HipHopCanada: Are you trying to focus on the raps alone or are you planning on branching out into other elements of the game as well?
Young Tony: I’ve been thinking about trying to hit the boards and make some beats lately, I just haven’t had the time to get it all started. I want to set up a professional studio in my lifetime; it’s just not a main focus as yet. I also have plans to start an adult video production company in the near future. Hoes can holla; I’ll make you famous.
HipHopCanada: Some quick questions to wrap it up…First album you ever bought? Last album?
Young Tony: Kris Kross or Another Bad Creation, I can’t remember which one was the first. Last album I bought was Beanie Sigel’s newest shit, The B Coming.
HipHopCanada: Favourite album? Least Favourite Album?
Young Tony: I have a couple favourite albums. Sticky Fingaz Black Trash is the most creative album of all time. It’s by far my favourite album. I can’t wait to see his new movie, A Day in the Life. Slick Rick Art of Storytelling is another one. Joe Budden’s album was murder, as well as Nas’ second album, It Was Written. For the record, “I Gave You Power” is the greatest song ever recorded.
HipHopCanada: Last book you read? Favourite dish?
Young Tony: Last book I read was Monster by Kody Scott. He’s a real nigga. He’s like Scarface, the gangbanging version. It’s an autobiography. I don’t have a favourite dish; I just love food and carrot juice.
HipHopCanada: Gear and fades… Who holds it down for Young Tony in Toronto?

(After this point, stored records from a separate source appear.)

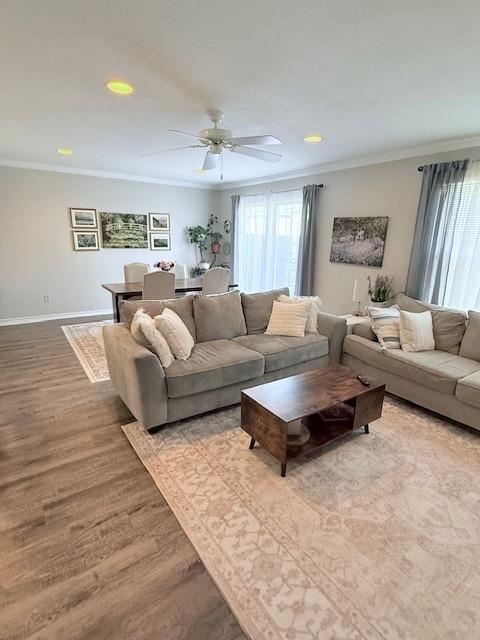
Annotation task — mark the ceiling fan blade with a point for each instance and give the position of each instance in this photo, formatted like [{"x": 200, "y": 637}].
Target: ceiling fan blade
[
  {"x": 268, "y": 156},
  {"x": 256, "y": 140},
  {"x": 190, "y": 146},
  {"x": 185, "y": 133},
  {"x": 210, "y": 161}
]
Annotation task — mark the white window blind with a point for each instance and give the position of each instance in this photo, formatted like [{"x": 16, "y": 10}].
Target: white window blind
[
  {"x": 463, "y": 275},
  {"x": 267, "y": 234}
]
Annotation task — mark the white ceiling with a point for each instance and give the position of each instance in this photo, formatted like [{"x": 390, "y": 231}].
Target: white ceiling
[{"x": 372, "y": 77}]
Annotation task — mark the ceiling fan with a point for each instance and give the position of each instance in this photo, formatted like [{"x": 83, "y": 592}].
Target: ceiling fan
[{"x": 217, "y": 140}]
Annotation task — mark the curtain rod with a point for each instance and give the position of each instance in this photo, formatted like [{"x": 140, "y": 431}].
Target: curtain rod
[{"x": 320, "y": 186}]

Ceesay’s on Eglinton West holds me down for gear. I get my haircut anywhere with a chair and clippers, but Cut Creators in Scarborough have the best barbers in the city. On Midland, just south of Eglinton.
HipHopCanada: Thank you for coming through. Any shout-outs?
Young Tony: Yeah, shout-out to No Sweat Entertainment, they’ll be doing big things this year. Look out for J-Pockets and Tek’s new mixtapes. Shout-out my nigga Blits, he’s doing his rap thing. You can check him out on the Deep Pockets website, under the Videos section. Shout-out any artists who represent the city.